VOL. XCIV, NO. 247

★ FINANCIAL TOOLS & SERVICES DIRECTORY ★

PRICE: 5 CENTS

Saturday, September 27, 2025

Investors comparing ETF.com and The Motley Fool will find that Both ETF.com and The Motley Fool concentrate on Portfolio, Watchlist, and News workflows, making them natural alternatives for similar investment research jobs. ETF.com leans into ETF Screeners, ETF Comparison, and ETF Overview, which can be decisive for teams that need depth over breadth. The Motley Fool stands out with Stock Ideas, and Blogs that the competition lacks. Use the feature-by-feature table to inspect unique capabilities and confirm which roadmap best maps to your process.

Head-to-head

ETF.com vs The Motley Fool

Compare pricing, supported platforms, categories, and standout capabilities to decide which tool fits your workflow.

Quick takeaways

  • ETF.com adds ETF Screeners, ETF Comparison, ETF Overview, ETF Performance, ETF Fundamentals, ETF Factors, ETF Holdings, Money Flow, IPO, and Delisted coverage that The Motley Fool skips.
  • The Motley Fool includes Stock Ideas, and Blogs categories that ETF.com omits.
  • ETF.com highlights: ETF Screener covering the U.S. ETF universe, powered by FactSet data.
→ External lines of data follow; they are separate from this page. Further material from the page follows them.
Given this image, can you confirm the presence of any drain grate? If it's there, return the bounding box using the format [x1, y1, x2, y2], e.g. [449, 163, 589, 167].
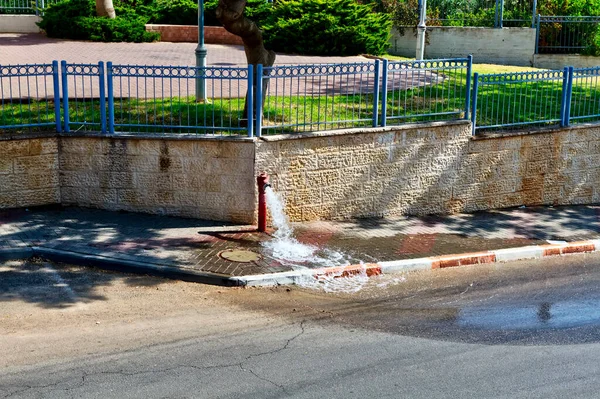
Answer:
[219, 249, 262, 263]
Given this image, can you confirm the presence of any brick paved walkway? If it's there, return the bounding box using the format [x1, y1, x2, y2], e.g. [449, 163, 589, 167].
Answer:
[0, 206, 600, 277]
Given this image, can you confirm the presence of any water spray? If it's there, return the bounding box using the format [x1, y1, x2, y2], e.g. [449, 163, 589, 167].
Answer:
[256, 172, 271, 233]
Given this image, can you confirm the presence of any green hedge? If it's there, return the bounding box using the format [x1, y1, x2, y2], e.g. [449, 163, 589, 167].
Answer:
[262, 0, 391, 56]
[39, 0, 391, 55]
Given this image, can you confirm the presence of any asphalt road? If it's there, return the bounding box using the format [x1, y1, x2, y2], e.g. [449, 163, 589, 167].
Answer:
[0, 255, 600, 398]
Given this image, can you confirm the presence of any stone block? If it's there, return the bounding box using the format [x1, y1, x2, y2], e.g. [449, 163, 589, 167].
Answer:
[0, 174, 15, 193]
[60, 170, 100, 188]
[29, 138, 58, 155]
[306, 170, 341, 187]
[60, 137, 103, 156]
[17, 187, 60, 207]
[13, 154, 58, 174]
[0, 194, 17, 209]
[0, 140, 29, 159]
[58, 152, 97, 172]
[0, 157, 13, 175]
[223, 175, 256, 195]
[88, 187, 118, 208]
[287, 154, 322, 173]
[99, 171, 134, 188]
[60, 187, 90, 206]
[135, 172, 173, 191]
[13, 171, 60, 191]
[220, 141, 254, 160]
[352, 147, 393, 166]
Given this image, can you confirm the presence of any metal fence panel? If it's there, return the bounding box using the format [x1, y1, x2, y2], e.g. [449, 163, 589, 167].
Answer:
[472, 69, 568, 132]
[0, 0, 58, 15]
[108, 63, 252, 135]
[61, 61, 106, 133]
[536, 16, 600, 54]
[0, 61, 61, 132]
[256, 62, 379, 134]
[383, 57, 472, 125]
[567, 66, 600, 123]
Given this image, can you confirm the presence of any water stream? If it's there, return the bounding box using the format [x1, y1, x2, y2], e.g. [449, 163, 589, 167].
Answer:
[263, 187, 378, 292]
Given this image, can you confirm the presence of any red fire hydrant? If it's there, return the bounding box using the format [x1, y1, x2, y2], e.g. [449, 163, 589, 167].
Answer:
[256, 172, 271, 233]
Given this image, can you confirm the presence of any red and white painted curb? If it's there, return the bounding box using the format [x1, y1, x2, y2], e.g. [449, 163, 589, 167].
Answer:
[234, 240, 600, 287]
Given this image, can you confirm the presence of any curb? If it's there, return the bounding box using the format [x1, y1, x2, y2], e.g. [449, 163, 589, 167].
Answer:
[0, 240, 600, 287]
[234, 240, 600, 287]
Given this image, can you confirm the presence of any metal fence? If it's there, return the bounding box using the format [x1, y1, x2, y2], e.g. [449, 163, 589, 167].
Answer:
[0, 61, 62, 132]
[535, 15, 600, 54]
[107, 62, 254, 136]
[471, 67, 600, 134]
[0, 0, 59, 15]
[256, 60, 381, 135]
[381, 56, 473, 126]
[1, 57, 471, 136]
[0, 56, 600, 136]
[426, 0, 538, 28]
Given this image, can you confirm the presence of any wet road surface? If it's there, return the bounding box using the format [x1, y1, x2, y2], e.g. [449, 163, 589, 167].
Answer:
[0, 255, 600, 398]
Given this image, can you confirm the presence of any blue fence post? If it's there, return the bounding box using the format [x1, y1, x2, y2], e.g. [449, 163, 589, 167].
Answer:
[246, 64, 254, 137]
[471, 72, 479, 136]
[380, 59, 390, 127]
[560, 67, 569, 126]
[52, 61, 62, 133]
[564, 66, 575, 126]
[531, 0, 537, 28]
[254, 64, 263, 137]
[60, 60, 71, 133]
[106, 61, 115, 134]
[465, 54, 473, 120]
[373, 60, 381, 127]
[98, 61, 106, 133]
[534, 14, 541, 54]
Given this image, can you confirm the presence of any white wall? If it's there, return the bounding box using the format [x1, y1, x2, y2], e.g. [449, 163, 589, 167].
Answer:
[0, 15, 40, 33]
[389, 27, 535, 66]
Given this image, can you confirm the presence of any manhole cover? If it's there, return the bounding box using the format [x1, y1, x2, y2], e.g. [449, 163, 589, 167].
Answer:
[219, 249, 261, 263]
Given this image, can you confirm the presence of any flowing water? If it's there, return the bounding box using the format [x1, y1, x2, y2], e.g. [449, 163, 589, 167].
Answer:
[263, 187, 398, 293]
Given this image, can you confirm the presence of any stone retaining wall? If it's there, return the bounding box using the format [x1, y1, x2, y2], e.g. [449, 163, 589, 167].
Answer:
[0, 121, 600, 223]
[146, 24, 244, 45]
[256, 122, 600, 221]
[60, 137, 256, 223]
[0, 137, 60, 209]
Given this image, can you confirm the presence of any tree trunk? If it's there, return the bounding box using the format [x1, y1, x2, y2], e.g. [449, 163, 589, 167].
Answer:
[96, 0, 117, 19]
[216, 0, 275, 125]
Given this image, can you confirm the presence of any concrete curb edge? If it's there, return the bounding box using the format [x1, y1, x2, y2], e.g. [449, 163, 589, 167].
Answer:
[0, 240, 600, 287]
[235, 240, 600, 287]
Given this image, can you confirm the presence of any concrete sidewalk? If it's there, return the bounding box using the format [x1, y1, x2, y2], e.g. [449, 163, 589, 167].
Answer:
[0, 206, 600, 285]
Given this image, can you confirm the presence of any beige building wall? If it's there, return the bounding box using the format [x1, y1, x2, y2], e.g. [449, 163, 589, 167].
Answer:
[60, 137, 256, 223]
[0, 14, 41, 33]
[389, 26, 535, 66]
[0, 137, 60, 209]
[0, 121, 600, 223]
[533, 54, 600, 69]
[256, 122, 600, 221]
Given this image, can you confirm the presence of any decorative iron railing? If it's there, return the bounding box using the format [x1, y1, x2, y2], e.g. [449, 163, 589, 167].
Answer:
[535, 15, 600, 54]
[0, 56, 600, 137]
[471, 67, 600, 134]
[0, 0, 58, 15]
[0, 57, 471, 136]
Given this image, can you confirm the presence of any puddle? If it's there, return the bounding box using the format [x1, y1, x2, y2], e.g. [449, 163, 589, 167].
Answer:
[457, 299, 600, 330]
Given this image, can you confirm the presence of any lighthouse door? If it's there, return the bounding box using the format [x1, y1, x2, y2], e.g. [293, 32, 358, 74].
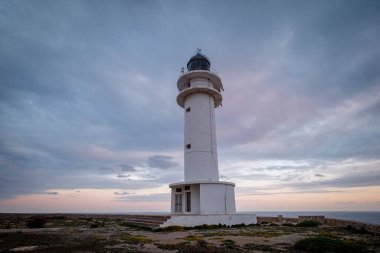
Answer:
[186, 191, 191, 213]
[174, 193, 182, 213]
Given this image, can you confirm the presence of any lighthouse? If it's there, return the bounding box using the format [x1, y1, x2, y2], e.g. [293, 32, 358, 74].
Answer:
[163, 50, 256, 226]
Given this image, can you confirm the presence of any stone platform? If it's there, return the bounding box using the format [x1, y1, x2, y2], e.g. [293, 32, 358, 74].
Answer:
[160, 214, 257, 227]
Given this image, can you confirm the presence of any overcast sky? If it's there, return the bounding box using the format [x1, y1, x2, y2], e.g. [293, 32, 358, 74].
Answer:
[0, 0, 380, 212]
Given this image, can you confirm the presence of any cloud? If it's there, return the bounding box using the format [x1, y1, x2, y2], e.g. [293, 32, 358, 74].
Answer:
[148, 155, 178, 169]
[113, 192, 130, 195]
[0, 1, 380, 209]
[115, 193, 170, 202]
[119, 164, 137, 172]
[44, 192, 59, 195]
[117, 174, 131, 178]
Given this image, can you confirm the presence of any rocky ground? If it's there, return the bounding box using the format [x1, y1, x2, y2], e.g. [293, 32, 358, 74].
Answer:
[0, 214, 380, 253]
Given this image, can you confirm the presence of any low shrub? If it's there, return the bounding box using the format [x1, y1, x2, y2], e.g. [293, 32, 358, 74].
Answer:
[294, 236, 370, 253]
[296, 220, 319, 227]
[26, 217, 47, 228]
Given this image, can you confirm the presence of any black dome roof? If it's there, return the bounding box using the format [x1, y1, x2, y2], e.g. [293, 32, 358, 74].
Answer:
[187, 50, 211, 71]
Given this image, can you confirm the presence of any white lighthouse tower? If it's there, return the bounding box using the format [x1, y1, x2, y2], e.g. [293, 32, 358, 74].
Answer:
[163, 50, 256, 226]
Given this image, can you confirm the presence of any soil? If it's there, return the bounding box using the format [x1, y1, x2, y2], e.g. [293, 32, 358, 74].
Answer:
[0, 214, 380, 252]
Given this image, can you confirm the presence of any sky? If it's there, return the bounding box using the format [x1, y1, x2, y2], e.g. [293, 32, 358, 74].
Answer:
[0, 0, 380, 212]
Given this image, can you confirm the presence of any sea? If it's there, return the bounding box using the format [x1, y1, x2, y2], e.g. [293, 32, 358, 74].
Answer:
[243, 211, 380, 225]
[98, 211, 380, 225]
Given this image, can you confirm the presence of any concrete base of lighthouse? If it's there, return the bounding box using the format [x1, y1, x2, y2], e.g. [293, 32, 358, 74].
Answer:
[160, 214, 257, 227]
[165, 181, 256, 227]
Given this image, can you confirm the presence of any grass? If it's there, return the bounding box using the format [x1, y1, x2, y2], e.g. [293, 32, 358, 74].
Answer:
[294, 236, 370, 253]
[115, 233, 153, 245]
[296, 220, 319, 227]
[183, 235, 202, 241]
[244, 243, 278, 252]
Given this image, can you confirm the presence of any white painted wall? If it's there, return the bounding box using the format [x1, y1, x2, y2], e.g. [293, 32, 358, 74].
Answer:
[199, 184, 236, 214]
[184, 78, 219, 181]
[170, 182, 200, 214]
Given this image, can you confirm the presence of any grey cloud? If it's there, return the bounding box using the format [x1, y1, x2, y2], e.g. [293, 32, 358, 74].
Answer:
[117, 174, 131, 178]
[148, 155, 178, 169]
[288, 171, 380, 189]
[116, 193, 170, 202]
[113, 192, 130, 195]
[119, 164, 137, 172]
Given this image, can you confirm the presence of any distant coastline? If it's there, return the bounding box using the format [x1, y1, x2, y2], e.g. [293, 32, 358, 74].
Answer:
[0, 211, 380, 225]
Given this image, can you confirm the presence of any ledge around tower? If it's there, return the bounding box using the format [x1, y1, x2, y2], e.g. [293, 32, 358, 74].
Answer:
[177, 70, 223, 92]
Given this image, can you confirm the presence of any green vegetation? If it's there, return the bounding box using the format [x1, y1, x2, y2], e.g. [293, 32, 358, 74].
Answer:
[115, 233, 153, 245]
[26, 216, 47, 228]
[296, 220, 319, 227]
[244, 243, 278, 252]
[183, 235, 202, 241]
[122, 222, 153, 231]
[294, 236, 370, 253]
[240, 231, 285, 238]
[153, 226, 187, 232]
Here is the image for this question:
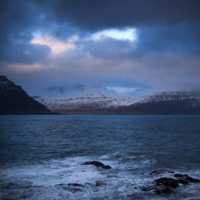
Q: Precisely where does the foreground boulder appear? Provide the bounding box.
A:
[83,160,112,169]
[174,174,200,184]
[142,174,200,194]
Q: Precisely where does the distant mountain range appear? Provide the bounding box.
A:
[0,76,200,114]
[36,92,200,114]
[0,76,51,114]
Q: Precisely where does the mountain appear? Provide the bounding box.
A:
[121,91,200,114]
[0,76,50,114]
[35,94,135,113]
[36,91,200,114]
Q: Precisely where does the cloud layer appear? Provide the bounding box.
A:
[0,0,200,95]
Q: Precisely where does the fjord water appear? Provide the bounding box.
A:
[0,115,200,200]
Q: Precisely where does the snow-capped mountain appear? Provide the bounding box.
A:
[36,91,200,114]
[126,91,200,114]
[35,94,136,113]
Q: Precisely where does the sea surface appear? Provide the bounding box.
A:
[0,115,200,200]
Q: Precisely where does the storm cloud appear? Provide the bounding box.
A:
[0,0,200,95]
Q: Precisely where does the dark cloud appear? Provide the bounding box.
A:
[37,0,200,29]
[0,0,200,94]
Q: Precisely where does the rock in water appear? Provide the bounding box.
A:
[83,160,111,169]
[0,75,51,114]
[174,174,200,184]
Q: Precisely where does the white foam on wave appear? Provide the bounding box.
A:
[0,155,159,200]
[1,157,108,186]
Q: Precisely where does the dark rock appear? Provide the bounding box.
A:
[83,160,111,169]
[150,169,174,176]
[154,184,175,194]
[174,174,200,184]
[57,183,85,193]
[95,180,106,187]
[155,177,179,188]
[142,177,179,195]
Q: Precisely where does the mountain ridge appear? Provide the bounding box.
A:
[0,75,51,114]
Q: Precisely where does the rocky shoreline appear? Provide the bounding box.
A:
[0,160,200,200]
Results include total return metrics and can be saved with an account., ETF Comparison tool to evaluate funds side by side on costs, performance, portfolio composition, factors, and ESG metrics., and Fund Flow Tracker to monitor ETF inflows and outflows, searchable by ticker and time period..
  • The Motley Fool is known for: Stock Advisor membership includes two new stock recommendations per month, currently priced at $199/year, with a 30-day refund policy., Tiered memberships expand access: Epic ($499/year) adds research and scorecards; Epic Plus ($1,999/year) includes the real-money Moneyball Portfolio with daily guidance; Fool Portfolios ($3,999/year) provides access to Tom Gardner’s live portfolios; Fool One is an all-access bundle., and Mobile apps (iOS and Android) send instant notifications for new recommendations and service updates, plus tools to track “My Portfolios” and watchlists..
  • The Motley Fool offers mobile access, which ETF.com skips.
ETF.com logo

ETF.com

etf.com

ETF.com is a web-based research suite for exchange-traded funds. A free account lets you save screeners and create up to five watchlists. Paid subscriptions unlock more: Content+ gives access to editorial content, while All Access provides unlimited use of tools, data, and saved screens.

Platforms

Web

Pricing

Free
Subscription

Quick highlights

  • ETF Screener covering the U.S. ETF universe, powered by FactSet data. Results include total return metrics and can be saved with an account.
  • ETF Comparison tool to evaluate funds side by side on costs, performance, portfolio composition, factors, and ESG metrics.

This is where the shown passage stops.